This is a photo of what remains of Raleigh, ND, the closest town to where I grew up. I attended a school in the countryside that closed long ago and doesn’t appear to have a presence on the internet.
About
If you want to know what I’m up to now, my most recent update from May 2026 can be found here.
I’m a professor in the economics department at Kansas State University and data editor for the journal Energy Economics.
My research areas are macroeconomics and energy economics. My early research involved empirical analysis of time series data, which can be traced back to my grad school days, when I wrote a dissertation under the direction of Norman Swanson. These days, while I still work with and read empirical time series papers, I’m more likely to be reading/working with DSGE models.
Energy price shocks (in particular large movements in gasoline and oil prices) provide good data to learn about inflation and the business cycle. My involvement with Energy Economics has sometimes caused others (mostly grad students) to ask me to join them as a coauthor on papers related to topics like DEA analysis, global warming, energy policy, and so on.
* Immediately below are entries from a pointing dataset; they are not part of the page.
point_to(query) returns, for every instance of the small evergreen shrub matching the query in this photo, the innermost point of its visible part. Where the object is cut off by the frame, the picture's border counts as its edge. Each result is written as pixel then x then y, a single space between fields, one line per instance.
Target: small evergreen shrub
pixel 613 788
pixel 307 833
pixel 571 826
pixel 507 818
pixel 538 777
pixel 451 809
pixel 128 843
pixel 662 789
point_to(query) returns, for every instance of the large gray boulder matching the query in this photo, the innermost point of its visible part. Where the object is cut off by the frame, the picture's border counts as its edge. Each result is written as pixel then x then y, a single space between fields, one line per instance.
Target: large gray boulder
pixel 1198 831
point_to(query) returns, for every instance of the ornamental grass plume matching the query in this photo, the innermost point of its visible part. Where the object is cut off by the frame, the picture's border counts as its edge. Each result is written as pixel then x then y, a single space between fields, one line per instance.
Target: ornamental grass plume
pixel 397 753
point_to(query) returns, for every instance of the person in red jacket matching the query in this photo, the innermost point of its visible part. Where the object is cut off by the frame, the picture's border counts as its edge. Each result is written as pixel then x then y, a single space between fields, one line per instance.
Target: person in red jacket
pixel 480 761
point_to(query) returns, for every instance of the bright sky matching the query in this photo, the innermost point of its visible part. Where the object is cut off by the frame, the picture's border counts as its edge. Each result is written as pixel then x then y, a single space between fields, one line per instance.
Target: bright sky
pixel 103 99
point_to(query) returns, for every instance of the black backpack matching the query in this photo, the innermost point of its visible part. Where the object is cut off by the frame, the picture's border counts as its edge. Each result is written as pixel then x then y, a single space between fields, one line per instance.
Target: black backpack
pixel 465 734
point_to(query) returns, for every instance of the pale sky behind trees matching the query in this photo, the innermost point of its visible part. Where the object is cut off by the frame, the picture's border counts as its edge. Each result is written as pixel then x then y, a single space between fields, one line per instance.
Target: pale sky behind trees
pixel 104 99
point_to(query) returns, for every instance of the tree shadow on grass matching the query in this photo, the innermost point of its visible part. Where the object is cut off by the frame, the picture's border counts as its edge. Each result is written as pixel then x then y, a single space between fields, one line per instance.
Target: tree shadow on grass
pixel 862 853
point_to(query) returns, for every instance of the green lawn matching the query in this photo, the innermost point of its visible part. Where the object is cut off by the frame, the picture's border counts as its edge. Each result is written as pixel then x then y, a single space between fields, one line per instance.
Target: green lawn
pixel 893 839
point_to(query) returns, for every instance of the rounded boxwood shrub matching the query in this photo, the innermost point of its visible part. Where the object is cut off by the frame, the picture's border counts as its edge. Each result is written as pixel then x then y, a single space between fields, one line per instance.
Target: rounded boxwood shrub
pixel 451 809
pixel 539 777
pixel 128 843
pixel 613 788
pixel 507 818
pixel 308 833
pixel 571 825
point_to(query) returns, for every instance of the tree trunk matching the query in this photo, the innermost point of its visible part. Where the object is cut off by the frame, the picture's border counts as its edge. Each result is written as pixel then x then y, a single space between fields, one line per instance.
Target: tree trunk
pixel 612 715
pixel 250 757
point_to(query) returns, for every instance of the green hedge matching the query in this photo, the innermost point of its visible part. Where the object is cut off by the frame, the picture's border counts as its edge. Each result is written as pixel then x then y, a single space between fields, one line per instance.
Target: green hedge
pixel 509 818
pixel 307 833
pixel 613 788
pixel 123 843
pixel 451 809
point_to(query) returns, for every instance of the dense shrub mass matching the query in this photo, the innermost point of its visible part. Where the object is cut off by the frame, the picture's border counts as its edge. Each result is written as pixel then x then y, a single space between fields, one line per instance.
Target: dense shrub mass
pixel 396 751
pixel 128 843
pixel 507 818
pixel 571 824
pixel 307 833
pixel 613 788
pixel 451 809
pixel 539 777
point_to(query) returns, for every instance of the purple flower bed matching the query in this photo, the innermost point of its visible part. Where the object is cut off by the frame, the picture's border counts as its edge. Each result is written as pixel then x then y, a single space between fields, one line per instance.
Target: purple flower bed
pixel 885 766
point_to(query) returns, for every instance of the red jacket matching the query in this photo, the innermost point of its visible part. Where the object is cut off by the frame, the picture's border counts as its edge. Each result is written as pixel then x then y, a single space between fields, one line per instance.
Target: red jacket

While these are important topics, they are outside my expertise and interests, so I politely decline all such invitations.
I teach two undergraduate courses, though not every year:
- Intermediate Macroeconomics
- Economic Forecasting
I teach three graduate courses, at least once in a while:
- PhD core econometrics II (2004-2013, 2015, 2018, 2026)
- Energy Market Forecasting (MA/PhD)
- Macroeconometrics (PhD field course)
These are the courses I used to teach, but the department no longer offers them or no longer needs me to teach them:
- International Trade (last taught in 2003 at East Carolina)
- Principles of Macroeconomics (last taught in 2008)
- Graduate International Finance (last taught in 2010)
- Graduate Monetary Economics (last taught in 2005)
- PhD core econometrics I (last taught in 2018)
- PhD Time Series Econometrics (last taught in 2023, that course has been replaced with Energy Market Forecasting)
I finished my PhD in Economics at Texas A&M University in 2002. My first job was as an assistant professor in the economics department at East Carolina University from 2002 to 2004. I was a visiting professor in the economics department at 서강대학교 in 2012.